Here the answer of first portion of the question (a fair coin is flipped five times tails comes up exactly three times) is 5/16(not the required answer). I think this is a problem of inclusion and exclusion but i don't know how to proceed. Can anyone please help me out?
Hints:
Inclusion-exclusion principle states that in the case of three events one has:
$$Pr(A\cup B\cup C)=Pr(A)+Pr(B)+Pr(C)-Pr(A\cap B)-Pr(A\cap C)-Pr(B\cap C)+Pr(A\cap B\cap C)$$
Let $A$ represent the event that exactly three of the flips are tails, $B$ the event that the first and last flips are both tails, and $C$ the event that the second and fourth flips are both heads.
For each of the above probabilities they can be calculated using standard counting techniques and multiplication principle by noting that the sample space of all sequences of coin flips is in fact equiprobable.
(if the coin was biased and not fair, then a more direct probability argument should be used, but the basis of the argument is the same)

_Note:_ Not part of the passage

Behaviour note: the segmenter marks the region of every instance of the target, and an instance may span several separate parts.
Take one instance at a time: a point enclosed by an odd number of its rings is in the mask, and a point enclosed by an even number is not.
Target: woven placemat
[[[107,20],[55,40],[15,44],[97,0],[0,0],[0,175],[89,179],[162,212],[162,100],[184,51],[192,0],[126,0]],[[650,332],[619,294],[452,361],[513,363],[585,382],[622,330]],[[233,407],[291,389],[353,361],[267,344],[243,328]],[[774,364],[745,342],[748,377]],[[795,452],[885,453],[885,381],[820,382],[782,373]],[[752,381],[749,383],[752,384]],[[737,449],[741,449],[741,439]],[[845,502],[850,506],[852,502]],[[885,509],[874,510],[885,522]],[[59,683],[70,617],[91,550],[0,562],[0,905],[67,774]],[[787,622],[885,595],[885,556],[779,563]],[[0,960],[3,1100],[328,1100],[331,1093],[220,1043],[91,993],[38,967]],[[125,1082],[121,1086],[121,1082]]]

For example, $Pr(A\cap B)$ refers to the probability of having exactly three tails and of those tails one is the first flip and another is the last flip.
$$T\underbrace{\underline{~~}\underline{~~}\underline{~~}}_{\text{1xT, 2xH}}T$$
There are only three ways in which you can satisfy having exactly three tails with first and last flip being tails, namely the sequences $TTHHT,~THTHT,~THHTT$
Since there are three valid sequences out of the $2^5=32$ equally likely sequences, we have $Pr(A\cap B)=\frac{3}{32}$
The remaining terms can be calculated similarly.